Doktor Faustus
First edition of one of the greatest novels of the 20th century and Thomas Mann’s last great work.
An attractive and pure copy kept in its publisher’s cloth in its dust jacket, as issued.
In-8 de 773 pp. Toile marron de l’éditeur, titre doré au dos, jaquette conservée.
191 x 113 mm.
Mann, Thomas. Doktor Faustus. Das Leben des deutschen Tonsetzers Adrian Leverkühn, erzahlt von einem freunde.
Stockholm, Bermann-Fischer verlag, 1947.
Édition originale du dernier chef-d’œuvre de Thomas Mann.
Wilpert/Gühring, 100 ; Bürgin I, 76, A.
First edition of one of the greatest novels of the 20th century and Thomas Mann’s last great work.
With this novel Thomas Mann puts a new take on the Faust legend by relating it to the German National Socialism.
The first edition is mentioned in Printing and the Mind of Man: “Byron's "Manfred" (1817) is the first of a long list of 'Faustian' plays, novels and musical compositions of which there may be mentioned Thomas Mann's novel (1948)” (PMM, 298).
The work was printed in Berlin later the same year, but the Stockholm-edition is the true first.

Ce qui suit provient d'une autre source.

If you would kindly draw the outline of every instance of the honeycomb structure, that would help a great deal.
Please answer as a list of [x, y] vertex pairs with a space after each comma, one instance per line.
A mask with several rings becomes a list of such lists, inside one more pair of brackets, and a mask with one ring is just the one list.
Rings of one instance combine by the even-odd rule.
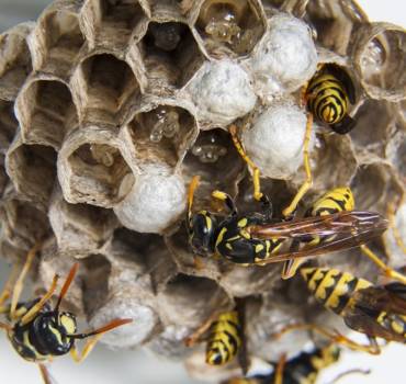
[[[279, 35], [308, 46], [305, 68], [292, 69], [297, 56], [289, 46], [279, 53], [292, 72], [280, 72], [281, 63], [269, 60]], [[309, 335], [281, 340], [270, 335], [298, 320], [337, 326], [335, 315], [315, 305], [300, 278], [281, 281], [279, 264], [244, 268], [202, 259], [196, 268], [184, 223], [187, 188], [201, 176], [195, 210], [211, 208], [214, 189], [236, 197], [243, 212], [260, 210], [227, 133], [237, 122], [248, 154], [262, 168], [274, 214], [281, 215], [304, 180], [300, 89], [318, 63], [339, 64], [351, 75], [357, 127], [339, 136], [315, 123], [314, 185], [301, 208], [345, 184], [353, 189], [359, 210], [386, 215], [391, 207], [399, 229], [391, 228], [372, 246], [403, 267], [406, 32], [370, 23], [352, 0], [56, 0], [36, 23], [4, 32], [1, 256], [21, 262], [46, 238], [35, 273], [45, 287], [55, 272], [67, 273], [80, 259], [80, 284], [74, 284], [67, 305], [91, 326], [134, 318], [102, 342], [189, 359], [196, 377], [202, 371], [212, 381], [236, 373], [235, 362], [205, 371], [202, 347], [183, 342], [213, 312], [232, 308], [236, 297], [246, 297], [250, 355], [278, 360], [281, 352], [296, 353]], [[278, 133], [270, 134], [268, 150], [249, 134], [268, 118], [278, 129], [275, 109], [282, 120], [293, 109], [300, 122], [293, 139], [287, 123], [281, 124], [285, 147]], [[271, 153], [279, 157], [277, 170]], [[379, 280], [359, 250], [342, 253], [319, 263]]]

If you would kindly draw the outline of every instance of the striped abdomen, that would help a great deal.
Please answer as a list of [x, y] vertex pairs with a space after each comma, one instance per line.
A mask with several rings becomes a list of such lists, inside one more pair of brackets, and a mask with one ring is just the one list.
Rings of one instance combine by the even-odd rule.
[[336, 269], [302, 268], [301, 273], [316, 300], [338, 315], [346, 308], [356, 291], [372, 285], [366, 280]]
[[306, 95], [311, 112], [326, 124], [338, 124], [347, 114], [349, 100], [346, 88], [330, 74], [316, 75], [307, 87]]
[[236, 310], [221, 314], [211, 327], [206, 348], [206, 362], [222, 365], [230, 361], [241, 345], [241, 328]]

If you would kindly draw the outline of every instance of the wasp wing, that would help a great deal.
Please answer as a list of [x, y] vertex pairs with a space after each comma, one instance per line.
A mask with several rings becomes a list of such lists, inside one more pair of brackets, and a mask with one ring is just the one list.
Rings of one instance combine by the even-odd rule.
[[317, 245], [304, 245], [298, 250], [286, 251], [259, 260], [258, 264], [280, 262], [291, 259], [316, 257], [339, 250], [359, 247], [387, 228], [387, 221], [377, 213], [342, 211], [332, 215], [312, 216], [285, 223], [251, 226], [249, 233], [255, 238], [284, 238], [308, 242], [313, 238], [329, 238]]

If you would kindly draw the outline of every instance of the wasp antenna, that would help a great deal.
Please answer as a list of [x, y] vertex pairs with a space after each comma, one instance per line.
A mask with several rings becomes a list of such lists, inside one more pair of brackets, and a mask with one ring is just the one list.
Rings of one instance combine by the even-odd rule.
[[133, 323], [132, 318], [116, 318], [110, 321], [109, 324], [106, 324], [104, 327], [91, 330], [90, 332], [86, 332], [86, 334], [69, 335], [69, 337], [72, 339], [86, 339], [87, 337], [104, 334], [104, 332], [108, 332], [109, 330], [112, 330], [114, 328], [121, 327], [129, 323]]
[[189, 193], [188, 193], [188, 215], [189, 217], [192, 215], [193, 196], [194, 196], [194, 191], [199, 187], [199, 182], [200, 182], [200, 176], [194, 176], [189, 185]]
[[65, 283], [64, 283], [64, 285], [63, 285], [63, 287], [60, 290], [58, 301], [57, 301], [57, 303], [55, 305], [55, 312], [57, 312], [59, 309], [60, 303], [61, 303], [63, 298], [65, 297], [66, 293], [68, 292], [69, 286], [70, 286], [72, 280], [75, 279], [76, 272], [78, 271], [78, 268], [79, 268], [79, 263], [76, 262], [72, 266], [72, 268], [70, 269], [69, 274], [66, 278]]

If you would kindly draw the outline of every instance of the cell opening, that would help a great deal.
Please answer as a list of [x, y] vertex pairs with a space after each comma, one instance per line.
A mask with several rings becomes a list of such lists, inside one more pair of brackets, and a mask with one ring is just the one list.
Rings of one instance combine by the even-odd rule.
[[68, 71], [84, 44], [78, 16], [63, 10], [56, 11], [47, 15], [42, 27], [47, 31], [47, 59], [56, 61], [58, 71]]
[[139, 47], [147, 77], [151, 82], [162, 82], [163, 87], [183, 87], [204, 61], [189, 26], [183, 23], [149, 23]]
[[0, 90], [13, 100], [32, 71], [31, 54], [25, 36], [18, 33], [0, 35]]
[[44, 145], [21, 144], [8, 153], [8, 174], [15, 190], [47, 207], [56, 178], [57, 154]]
[[103, 206], [120, 201], [120, 184], [131, 169], [119, 148], [86, 143], [69, 156], [68, 162], [72, 172], [70, 188], [79, 194], [81, 202]]
[[406, 37], [404, 31], [386, 30], [362, 46], [360, 70], [363, 81], [388, 94], [404, 97], [406, 88]]
[[60, 81], [34, 81], [21, 98], [18, 105], [24, 139], [58, 149], [78, 121], [69, 88]]
[[14, 104], [9, 101], [0, 100], [0, 154], [5, 156], [5, 151], [15, 135], [18, 121], [14, 115]]
[[101, 54], [86, 59], [80, 66], [84, 87], [81, 103], [84, 120], [112, 122], [121, 116], [127, 102], [138, 100], [138, 82], [129, 66], [113, 55]]
[[207, 52], [248, 55], [266, 31], [266, 24], [247, 0], [207, 0], [200, 9], [196, 29]]
[[142, 162], [165, 161], [174, 167], [195, 131], [195, 121], [182, 108], [158, 105], [137, 114], [128, 127]]

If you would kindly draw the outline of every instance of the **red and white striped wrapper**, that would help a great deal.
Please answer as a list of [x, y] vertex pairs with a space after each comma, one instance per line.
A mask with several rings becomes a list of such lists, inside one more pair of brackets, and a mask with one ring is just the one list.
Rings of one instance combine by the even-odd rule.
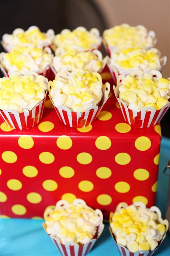
[[[86, 202], [81, 199], [76, 199], [74, 201], [72, 204], [75, 205], [81, 204], [85, 209], [86, 208], [88, 207]], [[63, 207], [64, 208], [65, 205], [70, 205], [67, 201], [61, 200], [57, 203], [56, 205], [58, 207]], [[53, 236], [47, 234], [63, 256], [85, 256], [91, 251], [96, 241], [101, 234], [104, 227], [104, 225], [103, 223], [103, 216], [101, 212], [98, 209], [95, 210], [95, 212], [96, 214], [100, 217], [101, 219], [101, 223], [98, 227], [96, 238], [91, 240], [83, 246], [79, 245], [73, 242], [67, 242], [65, 244], [63, 244]], [[43, 223], [42, 225], [44, 229], [47, 234], [46, 230], [46, 224]]]
[[[160, 69], [158, 71], [160, 72], [161, 72], [163, 69], [163, 67], [165, 66], [166, 63], [166, 61], [167, 60], [167, 58], [166, 56], [164, 56], [160, 58], [160, 62], [161, 64], [161, 67]], [[110, 63], [109, 63], [110, 62]], [[109, 60], [108, 59], [108, 66], [110, 70], [110, 73], [112, 76], [112, 78], [113, 80], [113, 81], [115, 85], [116, 85], [117, 83], [117, 79], [118, 78], [118, 77], [120, 75], [123, 75], [125, 76], [127, 75], [129, 75], [132, 72], [132, 70], [124, 70], [123, 71], [121, 72], [121, 74], [120, 73], [118, 73], [118, 72], [114, 67], [113, 67], [112, 65], [110, 64], [110, 62]], [[138, 70], [138, 69], [137, 69]], [[149, 73], [151, 71], [150, 70], [148, 70], [146, 69], [146, 70], [143, 71], [143, 73], [145, 74], [146, 73]]]
[[[154, 47], [154, 46], [156, 44], [156, 42], [157, 41], [157, 39], [156, 38], [155, 33], [153, 30], [150, 30], [150, 31], [148, 31], [147, 34], [147, 36], [151, 36], [151, 37], [152, 37], [153, 39], [153, 45], [152, 46], [145, 48], [145, 49], [146, 49], [146, 50], [148, 50], [149, 49], [150, 49], [151, 48], [153, 48], [153, 47]], [[104, 39], [104, 37], [103, 36], [103, 45], [104, 46], [104, 48], [105, 48], [105, 50], [106, 50], [108, 55], [109, 57], [110, 57], [111, 56], [111, 53], [112, 51], [117, 52], [118, 51], [119, 51], [120, 50], [120, 49], [118, 48], [116, 46], [114, 46], [114, 45], [108, 45], [107, 44], [107, 42], [106, 42], [106, 41]]]
[[[119, 204], [118, 206], [119, 205], [121, 205], [121, 203], [123, 204], [123, 206], [124, 206], [124, 204], [125, 204], [125, 203], [121, 203], [120, 204]], [[146, 205], [141, 202], [136, 202], [133, 204], [135, 206], [140, 206], [139, 207], [141, 207], [144, 208], [146, 207]], [[128, 205], [127, 204], [127, 206], [128, 206]], [[162, 238], [161, 240], [159, 242], [158, 246], [157, 246], [157, 247], [155, 248], [153, 251], [149, 251], [144, 250], [138, 251], [136, 252], [130, 252], [126, 247], [124, 247], [124, 246], [123, 246], [123, 245], [122, 245], [121, 244], [119, 244], [116, 242], [116, 241], [115, 240], [115, 239], [114, 238], [114, 234], [112, 232], [112, 229], [110, 227], [109, 227], [109, 230], [112, 237], [113, 239], [113, 241], [114, 243], [115, 243], [117, 247], [117, 248], [118, 248], [118, 251], [119, 251], [120, 253], [121, 254], [121, 255], [122, 255], [122, 256], [151, 256], [151, 255], [153, 255], [154, 253], [157, 250], [157, 249], [160, 247], [161, 244], [162, 243], [163, 240], [165, 238], [166, 232], [167, 232], [167, 231], [168, 229], [169, 223], [168, 221], [167, 220], [162, 220], [161, 218], [161, 214], [160, 211], [159, 209], [157, 208], [157, 207], [156, 207], [156, 206], [152, 206], [152, 207], [151, 207], [149, 210], [150, 211], [152, 211], [153, 212], [155, 212], [159, 216], [158, 220], [159, 223], [165, 225], [166, 230], [165, 234], [163, 236], [163, 237]], [[110, 224], [111, 223], [112, 218], [113, 215], [113, 212], [110, 212]]]
[[24, 130], [33, 127], [41, 120], [47, 93], [45, 98], [38, 102], [30, 110], [18, 113], [14, 110], [0, 110], [0, 116], [8, 126], [17, 130]]
[[94, 122], [109, 98], [110, 86], [108, 83], [106, 87], [103, 89], [103, 95], [99, 106], [90, 107], [84, 112], [72, 112], [64, 106], [56, 107], [49, 95], [60, 121], [69, 127], [82, 128], [88, 126]]
[[[161, 73], [157, 70], [152, 70], [150, 72], [153, 75], [154, 75], [155, 73], [155, 75], [157, 75], [158, 72], [161, 75]], [[138, 112], [129, 109], [125, 103], [118, 98], [119, 87], [121, 85], [119, 84], [119, 81], [118, 80], [121, 78], [120, 76], [119, 78], [118, 78], [117, 86], [116, 87], [113, 86], [113, 90], [125, 121], [132, 127], [140, 128], [154, 126], [160, 122], [170, 107], [170, 102], [168, 102], [158, 110], [156, 110], [155, 108], [150, 107], [143, 108]]]

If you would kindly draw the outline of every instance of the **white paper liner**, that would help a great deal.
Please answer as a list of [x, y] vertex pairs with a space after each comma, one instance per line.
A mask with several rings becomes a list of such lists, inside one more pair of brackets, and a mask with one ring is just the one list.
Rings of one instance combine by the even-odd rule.
[[[161, 67], [158, 71], [159, 71], [160, 72], [161, 72], [163, 68], [165, 66], [166, 63], [167, 57], [166, 56], [161, 57], [160, 58], [160, 60], [161, 64]], [[115, 85], [117, 84], [117, 79], [119, 76], [120, 75], [123, 75], [126, 76], [127, 75], [130, 74], [132, 71], [132, 70], [128, 69], [124, 69], [122, 71], [121, 73], [119, 73], [116, 68], [110, 64], [110, 60], [108, 59], [107, 65], [112, 75], [112, 78], [113, 79], [114, 84]], [[136, 70], [139, 70], [140, 69], [138, 69]], [[133, 71], [135, 71], [136, 70], [134, 69]], [[145, 70], [143, 71], [143, 73], [145, 74], [146, 73], [149, 73], [150, 71], [151, 71], [151, 69], [146, 69]]]
[[109, 98], [110, 86], [109, 83], [107, 83], [106, 84], [106, 86], [102, 87], [103, 95], [99, 106], [90, 107], [83, 113], [72, 112], [68, 108], [64, 106], [56, 107], [49, 95], [49, 98], [61, 122], [65, 125], [74, 128], [85, 127], [94, 122]]
[[[88, 206], [86, 202], [84, 200], [79, 199], [76, 199], [72, 204], [69, 204], [67, 201], [61, 200], [57, 203], [56, 206], [57, 207], [62, 206], [64, 208], [65, 207], [69, 205], [77, 205], [79, 204], [82, 205], [85, 209], [88, 207], [90, 208]], [[51, 209], [49, 210], [49, 212], [50, 212]], [[48, 212], [48, 211], [46, 211], [44, 214], [46, 212]], [[100, 224], [98, 226], [97, 237], [96, 238], [91, 239], [84, 246], [79, 246], [72, 242], [67, 242], [65, 244], [63, 244], [61, 243], [58, 239], [52, 235], [49, 235], [47, 234], [63, 256], [85, 256], [91, 251], [96, 241], [100, 236], [104, 227], [104, 225], [103, 223], [103, 217], [101, 212], [98, 209], [95, 210], [95, 212], [96, 214], [100, 217], [101, 219]], [[43, 226], [47, 233], [46, 230], [46, 225], [44, 223], [43, 223]]]
[[[145, 205], [141, 202], [136, 202], [133, 204], [135, 206], [138, 207], [138, 208], [141, 207], [142, 208], [146, 208]], [[122, 202], [120, 203], [116, 207], [115, 212], [117, 211], [118, 209], [120, 209], [122, 208], [126, 208], [128, 206], [127, 204], [126, 203]], [[168, 221], [167, 220], [163, 220], [161, 217], [161, 214], [159, 209], [156, 206], [152, 206], [149, 209], [150, 211], [156, 212], [158, 215], [159, 217], [158, 221], [159, 223], [161, 224], [163, 224], [165, 225], [166, 230], [162, 238], [161, 241], [159, 242], [159, 245], [152, 251], [146, 251], [145, 250], [138, 251], [135, 252], [130, 252], [129, 250], [126, 247], [123, 246], [123, 245], [120, 244], [116, 242], [115, 240], [113, 233], [112, 230], [112, 229], [110, 227], [109, 228], [109, 230], [110, 233], [111, 235], [113, 241], [116, 244], [118, 250], [122, 256], [151, 256], [160, 247], [161, 243], [162, 243], [163, 240], [165, 239], [166, 236], [166, 232], [168, 229], [169, 223]], [[112, 218], [113, 215], [113, 212], [110, 212], [109, 216], [109, 223], [110, 224], [112, 222]]]
[[[48, 80], [46, 82], [48, 83]], [[8, 126], [14, 129], [24, 130], [35, 126], [42, 118], [47, 91], [47, 90], [44, 99], [38, 102], [32, 109], [19, 113], [11, 109], [0, 109], [0, 116]]]
[[[155, 79], [156, 79], [157, 76], [159, 75], [162, 77], [161, 73], [157, 70], [152, 70], [149, 73], [155, 76]], [[130, 75], [132, 75], [132, 73], [131, 72], [131, 74]], [[138, 70], [133, 71], [133, 75], [134, 76], [136, 75], [135, 74], [140, 74], [140, 75], [142, 76], [141, 74], [143, 73], [141, 71]], [[141, 78], [142, 77], [143, 75]], [[170, 107], [170, 102], [166, 103], [160, 109], [158, 110], [156, 110], [155, 108], [150, 107], [143, 108], [138, 112], [136, 110], [129, 109], [125, 103], [118, 98], [119, 94], [119, 87], [121, 85], [120, 81], [123, 78], [123, 75], [121, 75], [118, 77], [117, 86], [116, 87], [113, 86], [113, 90], [125, 121], [133, 127], [140, 128], [148, 127], [151, 126], [155, 125], [160, 122]]]

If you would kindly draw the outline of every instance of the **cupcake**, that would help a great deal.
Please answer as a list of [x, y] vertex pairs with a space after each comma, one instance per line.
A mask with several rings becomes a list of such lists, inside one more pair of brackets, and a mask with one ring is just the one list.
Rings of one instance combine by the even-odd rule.
[[96, 118], [108, 99], [110, 85], [103, 85], [99, 73], [76, 69], [71, 73], [58, 72], [49, 81], [48, 90], [60, 120], [70, 127], [80, 127]]
[[31, 46], [18, 46], [9, 53], [0, 53], [0, 63], [8, 75], [13, 72], [24, 75], [29, 71], [40, 74], [52, 63], [53, 57], [48, 47], [43, 49]]
[[[63, 255], [71, 252], [75, 256], [89, 252], [104, 228], [101, 211], [88, 206], [84, 201], [76, 199], [72, 204], [60, 200], [53, 210], [44, 214], [43, 226]], [[71, 254], [72, 255], [72, 254]]]
[[55, 54], [52, 66], [56, 72], [71, 72], [76, 68], [81, 68], [91, 72], [100, 72], [105, 64], [102, 54], [98, 50], [92, 52], [80, 52], [75, 49], [66, 51], [59, 47]]
[[88, 31], [83, 27], [79, 27], [72, 31], [68, 29], [62, 30], [54, 37], [52, 44], [54, 51], [58, 47], [69, 51], [76, 46], [79, 46], [81, 51], [84, 51], [99, 49], [101, 41], [97, 28], [91, 28]]
[[140, 48], [121, 49], [120, 52], [111, 52], [109, 67], [114, 78], [120, 74], [125, 75], [136, 69], [144, 73], [151, 70], [161, 71], [166, 62], [166, 57], [161, 58], [159, 51], [155, 48], [149, 50]]
[[149, 209], [141, 202], [129, 206], [121, 203], [110, 215], [110, 231], [123, 256], [129, 252], [132, 256], [136, 252], [136, 255], [152, 255], [165, 238], [168, 226], [157, 207]]
[[13, 73], [0, 78], [0, 111], [9, 126], [22, 130], [41, 120], [47, 93], [48, 79], [36, 73]]
[[154, 47], [156, 42], [153, 31], [148, 32], [141, 25], [136, 27], [123, 24], [106, 30], [103, 34], [103, 42], [108, 54], [112, 50], [119, 52], [121, 49]]
[[22, 28], [16, 28], [12, 35], [5, 34], [1, 43], [5, 51], [8, 52], [15, 46], [32, 46], [42, 48], [51, 45], [54, 35], [52, 29], [43, 33], [38, 27], [32, 26], [26, 31]]
[[125, 120], [138, 128], [160, 122], [170, 105], [170, 80], [157, 70], [119, 76], [113, 89]]

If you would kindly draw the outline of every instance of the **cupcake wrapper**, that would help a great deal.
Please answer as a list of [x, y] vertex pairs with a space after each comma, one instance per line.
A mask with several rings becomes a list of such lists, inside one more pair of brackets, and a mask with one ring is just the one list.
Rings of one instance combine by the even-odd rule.
[[10, 109], [0, 110], [0, 116], [7, 125], [14, 129], [24, 130], [34, 126], [42, 118], [47, 92], [47, 90], [43, 100], [38, 102], [30, 110], [20, 113]]
[[[73, 202], [73, 204], [76, 205], [80, 204], [84, 206], [85, 208], [86, 207], [87, 207], [85, 202], [81, 199], [76, 199]], [[64, 206], [68, 204], [67, 201], [61, 200], [57, 203], [56, 205], [58, 207]], [[63, 244], [51, 235], [48, 235], [63, 256], [85, 256], [91, 251], [96, 241], [100, 236], [104, 227], [104, 225], [103, 223], [103, 217], [101, 212], [98, 209], [95, 210], [95, 212], [100, 216], [101, 220], [101, 223], [98, 227], [97, 238], [91, 239], [84, 246], [79, 246], [73, 242], [67, 242], [65, 244]], [[46, 230], [46, 224], [43, 223], [42, 225], [47, 234]]]
[[49, 97], [61, 122], [70, 127], [82, 128], [88, 126], [95, 121], [109, 98], [109, 92], [110, 85], [103, 90], [100, 105], [90, 107], [83, 113], [72, 112], [69, 108], [63, 106], [56, 107], [49, 96]]
[[[143, 203], [141, 202], [136, 202], [133, 204], [136, 206], [138, 206], [139, 207], [146, 207], [146, 205], [144, 205]], [[117, 210], [118, 208], [121, 208], [122, 207], [124, 208], [126, 208], [126, 207], [128, 206], [128, 205], [126, 203], [119, 203], [115, 211], [116, 211]], [[167, 220], [163, 220], [161, 217], [161, 212], [159, 208], [156, 206], [152, 206], [150, 210], [152, 211], [153, 212], [156, 212], [158, 215], [158, 221], [159, 223], [165, 225], [166, 227], [166, 231], [165, 233], [164, 234], [162, 240], [161, 241], [158, 246], [155, 248], [153, 251], [149, 251], [146, 250], [141, 250], [135, 252], [130, 252], [129, 250], [126, 247], [123, 246], [123, 245], [120, 244], [119, 244], [117, 243], [116, 241], [115, 241], [113, 233], [112, 231], [112, 229], [110, 227], [109, 228], [109, 230], [112, 237], [113, 241], [116, 245], [118, 251], [119, 251], [120, 253], [122, 256], [151, 256], [155, 253], [155, 252], [157, 250], [159, 247], [160, 247], [161, 244], [162, 243], [163, 240], [165, 238], [166, 235], [166, 232], [168, 229], [169, 224], [168, 221]], [[113, 214], [113, 212], [110, 212], [110, 217], [109, 217], [109, 223], [110, 224], [112, 220], [112, 216]]]
[[[158, 71], [159, 71], [160, 72], [162, 72], [163, 67], [166, 65], [167, 60], [167, 58], [166, 56], [164, 56], [163, 57], [162, 57], [160, 58], [160, 62], [161, 64], [161, 66], [160, 69], [159, 69]], [[110, 72], [112, 76], [112, 78], [113, 80], [115, 85], [117, 84], [117, 79], [119, 76], [120, 75], [123, 75], [124, 76], [126, 76], [127, 75], [130, 74], [132, 71], [132, 70], [124, 70], [123, 71], [122, 71], [122, 72], [121, 72], [121, 74], [120, 74], [118, 73], [117, 69], [114, 67], [113, 67], [112, 65], [109, 64], [109, 63], [108, 62], [107, 63], [107, 65], [108, 67], [109, 68], [109, 69], [110, 70]], [[137, 69], [137, 70], [138, 69]], [[143, 72], [143, 73], [145, 74], [146, 73], [148, 73], [150, 71], [150, 69], [146, 69], [146, 70], [145, 70]]]

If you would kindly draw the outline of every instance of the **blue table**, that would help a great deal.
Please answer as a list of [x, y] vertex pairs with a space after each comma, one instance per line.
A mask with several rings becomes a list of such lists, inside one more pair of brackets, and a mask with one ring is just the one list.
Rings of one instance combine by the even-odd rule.
[[[170, 159], [170, 140], [161, 142], [160, 165], [156, 205], [165, 214], [167, 193], [167, 176], [162, 170]], [[42, 220], [27, 219], [0, 219], [0, 256], [58, 256], [61, 255], [42, 227]], [[105, 227], [89, 256], [119, 255], [108, 229]], [[170, 234], [168, 234], [155, 256], [170, 255]]]

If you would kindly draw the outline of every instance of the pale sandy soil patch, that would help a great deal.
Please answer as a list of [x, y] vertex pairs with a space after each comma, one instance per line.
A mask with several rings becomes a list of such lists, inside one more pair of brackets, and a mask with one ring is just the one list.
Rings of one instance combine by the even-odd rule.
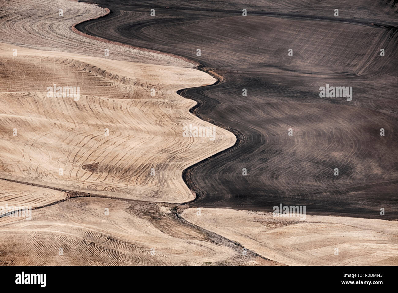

« Ce récit de Thomas Mann, publié en 1947, où l’on a voulu voir son « testament littéraire », est la vie du compositeur allemand Adrian Leverkühn, racontée par un de ses amis. Mann a perfectionné la technique du roman en superposant trois plans : histoire d’un musicien de génie atteint de syphilis ; symbole de la destinée de l’Allemagne (la maladie c’est l’hitlérisme) ; tableau de la vie à Munich à la veille de la Seconde Guerre mondiale : récit fait, après la mort de Leverkühn par son ami Zeitblom qui écrit sous les bombardements et fait ainsi voir, en mêlant à ces mémoires des réflexions de 1944, le lien de la faute et du châtiment. On voit la complexité de l’œuvre. Leverkühn s’appelle Faustus car il a fait, ou croit avoir fait, un pacte avec le diable qui lui donne le génie pour quelques années, en échange de la santé.
C’est le Faust de la légende populaire qui sert ici de modèle. Le dialogue avec le diable forme un long chapitre au centre même du récit et rappelle Dostoïevski. Leverkühn emprunte beaucoup de ses traits à Nietzsche. Leverkühn est aussi le peuple allemand et le problème génie-maladie devient à la fois le problème art-décadence, le procès d’une culture, la chronique de la in d’un monde. A côté et derrière Leverkühn et Zeitblom, les deux figures principales, il y a dans le récit un tableau très riche, une peinture de la vie en Allemagne et spécialement à Munich où l’on retrouve toutes les qualités du psychologue et de l’observateur. Ce roman entremêle les thèmes philosophiques, l’histoire, la politique et l’esthétique et l’on mesure jusqu’à quel point il est tour à tour un acte d’accusation et un plaidoyer.
Mann a écrit qu’il avait ressenti douloureusement « sur lui-même » la tragédie de Leverkühn. C’est sans contredit une œuvre considérable et troublante que les commentateurs n’ont pas fini d’analyser » (Dictionnaire des Œuvres).
An attractive and pure copy kept in its publisher’s cloth in its dust jacket, as issued.